In 1949, the "modern" cotton candy machine came into being, with a patent granted to Gold Medal Products. It had a spring loaded base, and was much more dependable. Most cotton candy makers today are mere improvements of the Gold Medal machine.
Around 1950, cotton candy went upscale. The prestigious Four Seasons Hotel in New York City added it to their menu for special occasion dinners like birthdays and anniversaries. The Manhattan version of the sweet sticky treat is served in a martini glass, and can come color coordinated to the guest. Other fancy eateries around the country, inspired by Four Seasons, no doubt, also offer cotton candy on their dessert menus, too.
Sometime in the 1970's cotton candy became mass-produced with the advent of a machine that melts the sugar, spins it into floss and bags it. Now, cotton candy can be purchased in nearly every grocery store, without a circus tent or carnival midway in sight.
New Orleans may lay claim to the name cotton candy, but in other countries, the confection goes by other names. In Australia, it is still known as fairy floss, the name given it way back in 1904 at the World's Fair. Great Britain's children call it candy floss. In France, it is Barbe a papa, meaning "Papa's beard." In India and Greece, you ask for a treat of "old lady's hair."

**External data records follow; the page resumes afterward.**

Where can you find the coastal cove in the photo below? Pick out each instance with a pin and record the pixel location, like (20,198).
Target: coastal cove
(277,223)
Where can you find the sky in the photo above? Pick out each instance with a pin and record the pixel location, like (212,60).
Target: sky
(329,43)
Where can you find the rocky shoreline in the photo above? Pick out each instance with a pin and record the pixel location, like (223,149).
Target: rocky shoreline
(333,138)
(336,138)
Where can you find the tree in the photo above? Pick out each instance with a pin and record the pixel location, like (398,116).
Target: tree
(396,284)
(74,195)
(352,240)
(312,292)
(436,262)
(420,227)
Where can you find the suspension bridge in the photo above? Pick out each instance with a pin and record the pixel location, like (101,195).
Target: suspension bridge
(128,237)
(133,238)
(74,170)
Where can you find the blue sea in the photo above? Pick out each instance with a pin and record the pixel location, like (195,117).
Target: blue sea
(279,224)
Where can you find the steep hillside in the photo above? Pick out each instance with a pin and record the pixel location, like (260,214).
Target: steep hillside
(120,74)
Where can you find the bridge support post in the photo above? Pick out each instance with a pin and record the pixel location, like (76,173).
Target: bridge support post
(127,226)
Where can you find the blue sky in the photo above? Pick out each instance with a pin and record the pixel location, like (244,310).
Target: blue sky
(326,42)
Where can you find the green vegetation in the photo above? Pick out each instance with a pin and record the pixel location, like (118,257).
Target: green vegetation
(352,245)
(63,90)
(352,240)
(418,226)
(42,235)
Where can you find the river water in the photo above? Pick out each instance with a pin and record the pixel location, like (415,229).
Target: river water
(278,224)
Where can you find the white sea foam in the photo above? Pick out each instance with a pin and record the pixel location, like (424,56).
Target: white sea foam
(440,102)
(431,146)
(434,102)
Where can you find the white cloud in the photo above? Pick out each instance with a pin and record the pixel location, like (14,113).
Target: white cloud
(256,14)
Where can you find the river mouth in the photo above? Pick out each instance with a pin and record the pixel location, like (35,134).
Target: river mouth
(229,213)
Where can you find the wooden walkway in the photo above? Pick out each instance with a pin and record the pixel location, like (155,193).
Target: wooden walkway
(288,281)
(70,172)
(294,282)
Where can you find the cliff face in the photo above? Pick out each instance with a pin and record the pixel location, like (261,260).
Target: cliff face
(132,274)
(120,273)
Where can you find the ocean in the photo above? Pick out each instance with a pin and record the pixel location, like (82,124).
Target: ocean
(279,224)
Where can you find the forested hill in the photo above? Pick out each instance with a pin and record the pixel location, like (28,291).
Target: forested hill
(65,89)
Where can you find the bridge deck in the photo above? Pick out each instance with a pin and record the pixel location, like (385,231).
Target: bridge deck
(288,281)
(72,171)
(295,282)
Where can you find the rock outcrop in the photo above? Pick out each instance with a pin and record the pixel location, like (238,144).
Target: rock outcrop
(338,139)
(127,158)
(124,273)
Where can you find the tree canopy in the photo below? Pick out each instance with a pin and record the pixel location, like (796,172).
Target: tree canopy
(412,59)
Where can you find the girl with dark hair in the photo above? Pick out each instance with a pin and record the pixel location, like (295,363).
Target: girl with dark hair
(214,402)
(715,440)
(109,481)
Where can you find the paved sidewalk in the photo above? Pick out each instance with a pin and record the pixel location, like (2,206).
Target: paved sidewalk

Whether you ask for spun sugar, cotton candy, fairy floss or old lady's hair, the simple sweet treat of melted sugar, with a bit of food coloring added in, is till as popular today as it was way back in the days of lords and ladies. Loyal customers can even purchase their own "residential" cotton candy machines, ensuring that the sticky goodness can be enjoyed year round at home. And you don't need a circus tent, a martini glass or even a fork to do so!